ABD’de bile reel faizin yeniden başladığını, bu nedenle bizim gibi gelişmekte olan ülkelerden sermaye çıkışının normal olduğunu kaydeden piyasa uzmanları, dün Hazine faizlerinin yüzde 9’lara gelmesini bu nedenle normal buluyorlar.
Bu gelişmelerle birlikte enflasyonda da artık yükseliş olacağını, en azından yüzde 7 olmasının beklendiğini kaydeden uzmanlar, Türkiye’nin yeniden reel faize geçmesinin doğal sayılması gerektiği görüşündeler.
Bu arada AB ile müzakere sürecinde alınacak fasıl açma kararının öneminin, daha doğrusu piyasaya yapacağı etkiye ilişkin beklentinin giderek yükseldiği gözleniyor. Bir bankacı, “AB ile ilişkiler donma noktasına gelirse, bunun piyasaya olumsuz etkisi, sanıldığından büyük olabilir” dedi.

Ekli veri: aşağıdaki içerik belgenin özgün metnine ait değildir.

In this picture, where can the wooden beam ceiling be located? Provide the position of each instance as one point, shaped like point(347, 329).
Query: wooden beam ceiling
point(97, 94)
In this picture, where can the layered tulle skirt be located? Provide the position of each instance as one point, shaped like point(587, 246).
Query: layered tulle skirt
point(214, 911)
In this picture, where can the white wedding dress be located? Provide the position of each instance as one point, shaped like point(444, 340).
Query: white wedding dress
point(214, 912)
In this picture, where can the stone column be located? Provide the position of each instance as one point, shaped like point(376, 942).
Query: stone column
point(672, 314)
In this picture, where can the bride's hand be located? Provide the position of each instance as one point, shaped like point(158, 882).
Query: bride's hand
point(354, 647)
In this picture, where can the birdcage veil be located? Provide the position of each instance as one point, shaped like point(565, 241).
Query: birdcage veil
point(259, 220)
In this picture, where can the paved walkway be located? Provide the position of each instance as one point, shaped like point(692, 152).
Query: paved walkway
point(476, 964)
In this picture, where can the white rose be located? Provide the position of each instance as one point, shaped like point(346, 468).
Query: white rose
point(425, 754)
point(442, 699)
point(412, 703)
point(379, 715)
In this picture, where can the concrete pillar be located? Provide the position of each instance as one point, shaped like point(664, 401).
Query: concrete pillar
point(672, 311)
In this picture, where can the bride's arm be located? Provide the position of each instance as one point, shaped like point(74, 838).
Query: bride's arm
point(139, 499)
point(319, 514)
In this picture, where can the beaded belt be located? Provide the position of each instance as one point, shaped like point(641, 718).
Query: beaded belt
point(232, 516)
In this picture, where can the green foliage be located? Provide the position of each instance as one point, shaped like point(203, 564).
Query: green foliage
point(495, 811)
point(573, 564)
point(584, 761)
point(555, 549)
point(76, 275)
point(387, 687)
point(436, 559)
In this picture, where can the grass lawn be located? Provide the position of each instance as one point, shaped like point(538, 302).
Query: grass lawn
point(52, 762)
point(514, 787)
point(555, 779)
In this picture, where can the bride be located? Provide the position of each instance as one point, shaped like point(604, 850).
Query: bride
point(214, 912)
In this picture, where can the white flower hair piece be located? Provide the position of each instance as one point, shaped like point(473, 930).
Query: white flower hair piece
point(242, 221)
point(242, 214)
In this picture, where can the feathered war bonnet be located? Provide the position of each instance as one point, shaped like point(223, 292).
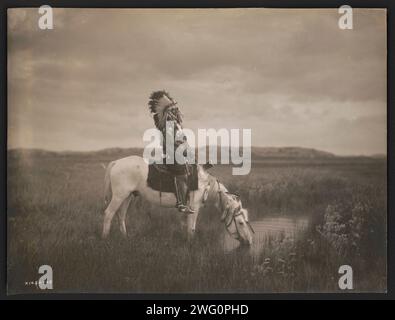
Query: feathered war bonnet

Şimdiye kadar bunun bir risk olarak görülmediğini hatırlatarak, hem artık olumsuz haberlerin fiyatlanması dönemine girilmesi, hem de Türkiye’nin başka tutunacak dalı olmaması nedeniyle, bu kararın öneminin arttığını söyledi. Piyasa uzmanları “Fasılın açılması kararı alınıp görüşmelerin  2-3 ay sonra başlaması” gibi bulunacak bir orta yolun ise fazla olumsuz etkisi olmayacağı görüşündeler.
Özetle; hem küresel gelişmeler hem içeride Hükümetin tavrının ekonomide yarattığı “katmerli bozulma” devam ediyor. Umarız; Daron Acemoğlu’nun dikkat çektiği “ani durma riski” gerçek olmadan, Hükümet doğru yolu bulur.